Fitch Ratings affirmed Saudi Arabia’s long-term foreign-currency issuer default rating at A+ with a stable outlook, citing its robust fiscal position and strong external balance sheets, it said in a note on Thursday.
Behind the rating: Fitch said the “government’s debt-to-GDP [ratio] and sovereign net foreign assets are considerably stronger than both the A and AA medians.” It also cited “significant fiscal buffers” in deposits and other public sector assets.
The same challenges persist: The ratings agency repeated its assessment from February 2024 that “oil dependence, low World Bank governance indicators and vulnerability to geopolitical shocks remain relative weaknesses.” Still, governance is improving as policymakers push ahead with social and economic reforms and cabinet works to strengthen the effectiveness of state agencies and institutions.
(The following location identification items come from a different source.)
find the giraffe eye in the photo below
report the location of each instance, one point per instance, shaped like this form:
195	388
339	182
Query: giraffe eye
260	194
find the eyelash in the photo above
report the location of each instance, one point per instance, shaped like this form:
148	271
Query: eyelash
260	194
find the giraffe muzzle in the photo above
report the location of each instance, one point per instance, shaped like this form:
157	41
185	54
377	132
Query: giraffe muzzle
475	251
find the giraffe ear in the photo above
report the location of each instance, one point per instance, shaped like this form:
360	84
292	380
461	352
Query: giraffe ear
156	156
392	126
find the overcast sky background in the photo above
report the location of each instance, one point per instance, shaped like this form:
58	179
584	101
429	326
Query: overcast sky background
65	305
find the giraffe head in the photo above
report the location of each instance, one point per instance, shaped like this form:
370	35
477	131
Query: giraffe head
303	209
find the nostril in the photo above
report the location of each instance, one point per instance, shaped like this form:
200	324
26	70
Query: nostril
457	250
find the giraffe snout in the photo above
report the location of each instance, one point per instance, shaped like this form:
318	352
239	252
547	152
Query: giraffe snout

Oil recovery will boost growth, but lower prices could increase deficits: Oil production is set to recover as Opec+ cuts are gradually lifted, which will underpin 2.7% growth in the oil sector in 2025, and 6.4% in 2026, Fitch projects. However, lower crude prices — forecasted at USD 70 per barrel in 2025 — are expected to reduce oil revenues, causing the 2025 budget deficit to widen to 3.8% of the Kingdom’s GDP. This is higher than the government target of 2.3% for 2025 and the 2.8% estimated in 2024.
The deficits could weaken external balance sheets: Government expenditure needs might drive an increase in external borrowing. Meanwhile, domestic investments are also expected to overshadow foreign asset acquisitions, in line with the government’s targets to boost investments inside the Kingdom and as the Public Investment Fund shifts its strategy to focus on domestic investments.
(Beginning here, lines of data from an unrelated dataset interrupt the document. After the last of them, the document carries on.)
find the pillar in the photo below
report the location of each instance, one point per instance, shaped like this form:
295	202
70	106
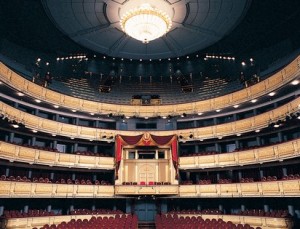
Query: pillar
240	175
30	174
291	210
266	208
26	207
188	175
7	172
243	208
33	140
261	173
1	210
284	171
11	137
A “strong and resilient” non-oil sector: Fitch projects non-oil growth in 2025 and 2026 to come in at “a similar pace” as 2024 — where growth recorded 4.3% — driven by reforms and government investments, while maintaining resilience to declining oil prices.
Geopolitical risks are waning: Regional conflicts seem to be less of a risk to the Kingdom as things stand currently, with the country set to play an active role in reconstruction efforts across the region. Geopolitical factors had no substantial impact on the Saudi economy in 2024, Fitch argues.
Major changes could affect ratings in the medium-term, including a debt-to-GDP ratio far above Fitch forecasts, lack of productive investments in the Kingdom’s economy, or a major geopolitical escalation over an extended period, Fitch said.